我的脚本可以工作,但它会将文件保存为 .part,尽管将其与手动下载的文件进行检查,文件大小相同,谢天谢地。我不明白为什么它被保存为部分文件。我的下一个想法有点不方便。有人知道为什么会这样吗?这是我的代码...有效...

from selenium import webdriver
from selenium.common.exceptions import NoSuchElementException
from selenium.webdriver.common.keys import Keys
import time
import mechanize
import urllib
from urllib import urlretrieve

fp = webdriver.FirefoxProfile()

fp.set_preference("browser.download.folderList",1)
fp.set_preference("browser.download.manager.showWhenStarting",False)
fp.set_preference("browser.download.dir",'Users/matthewyoung/Downloads')
fp.set_preference("browser.helperApps.neverAsk.saveToDisk","Plain text")
fp.set_preference("browser.download.manager.scanWhenDone",False)
fp.set_preference("browser.download.manager.showAlertOnComplete",True)
fp.set_preference("browser.download.manager.useWindow",False)
fp.set_preference("browser.helperApps.alwaysAsk.force",False)

browser = webdriver.Firefox(firefox_profile=fp)



#browser = webdriver.Firefox() # Get local session of firefox
browser.get("http://vizier.u-strasbg.fr/vizier/surveys.htx") # Load page
assert "VizieR" in browser.title
#p = raw_input('Star name? ')
elem = browser.find_element_by_name('-c') # Find the query box
elem.send_keys('mwc 560' + Keys.RETURN)
time.sleep(0.2) # Let the page load, will be added to the API
elem=browser.find_element_by_name('-out.max')
elem.send_keys('unlimited'+Keys.TAB)
elem2=browser.find_element_by_name('-out.form')
time.sleep(0.5)
elem2.send_keys('; -Separated-Values')
time.sleep(0.5)
elem2.send_keys(Keys.TAB)
elem2.send_keys(Keys.TAB)
time.sleep(0.2)
browser.find_element_by_class_name('data').submit()
time.sleep(3.0)
#df=elem2.send_keys(Keys.SPACE)
#print df
browser.close()
4

3 回答 3

3

It is downloading as .part because that popup save as dialog window appears. Python cannot deal with the popup window. I have found that when you try to set settings for a custom profile in webdriver it doesn't necessarily work (for instance I was able to set a custom profile in selenium to download a csv but not a pdf). However, I was able to solve my pdf problem by creating a custom profile in firefox. I am not very experienced with tsv files so I am not sure what setting that would be. If you can create a new firefox profile (following the instructions here: https://support.mozilla.org/en-US/kb/profile-manager-create-and-remove-firefox-profiles) you can try to set that profile to save tsv by default. If you don't know the exact setting to go in and change in "about:config" you can try just click the checkbox on the popup to always save those kinds of files.

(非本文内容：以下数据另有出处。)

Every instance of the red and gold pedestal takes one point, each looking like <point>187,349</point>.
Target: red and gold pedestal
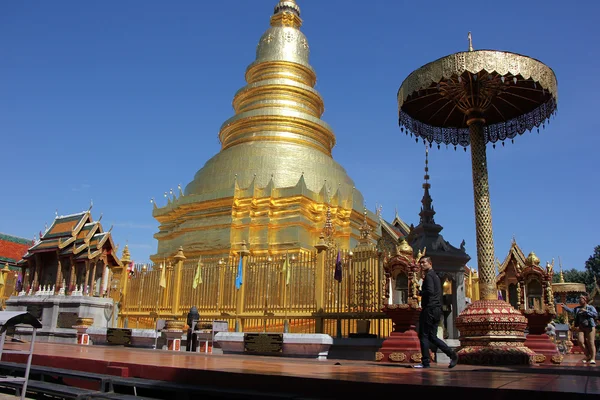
<point>492,333</point>
<point>402,346</point>
<point>538,341</point>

From there you set your profile to that custom profile you created like this:

    profile = webdriver.firefox.firefox_profile.FirefoxProfile("/Users/matthewyoung/Library/Application Support/Firefox/Profiles/"YOUR PROFILE NAME")

Keep in mind that YOUR PROFILE NAME will have a bunch of random letters first, so follow that path to find the actual profile name.

于 2013-10-17T15:28:54.613 回答
0

以下值应用于纯文本:

fp.set_preference("browser.helperApps.neverAsk.saveToDisk","text/plain")
于 2014-11-21T11:56:05.453 回答
0

我认为您的 Firefox 配置文件设置中唯一缺少的是以下内容

fp.set_preference("browser.helperApps.neverAsk.openFile",
                       'Plain Text')

所以整个代码应该是

from selenium import webdriver
from selenium.common.exceptions import NoSuchElementException
from selenium.webdriver.common.keys import Keys
import time

fp = webdriver.FirefoxProfile()

fp.set_preference("browser.download.folderList",2)
fp.set_preference("browser.download.manager.showWhenStarting",False)
fp.set_preference("browser.download.dir",'Users/matthewyoung/Downloads')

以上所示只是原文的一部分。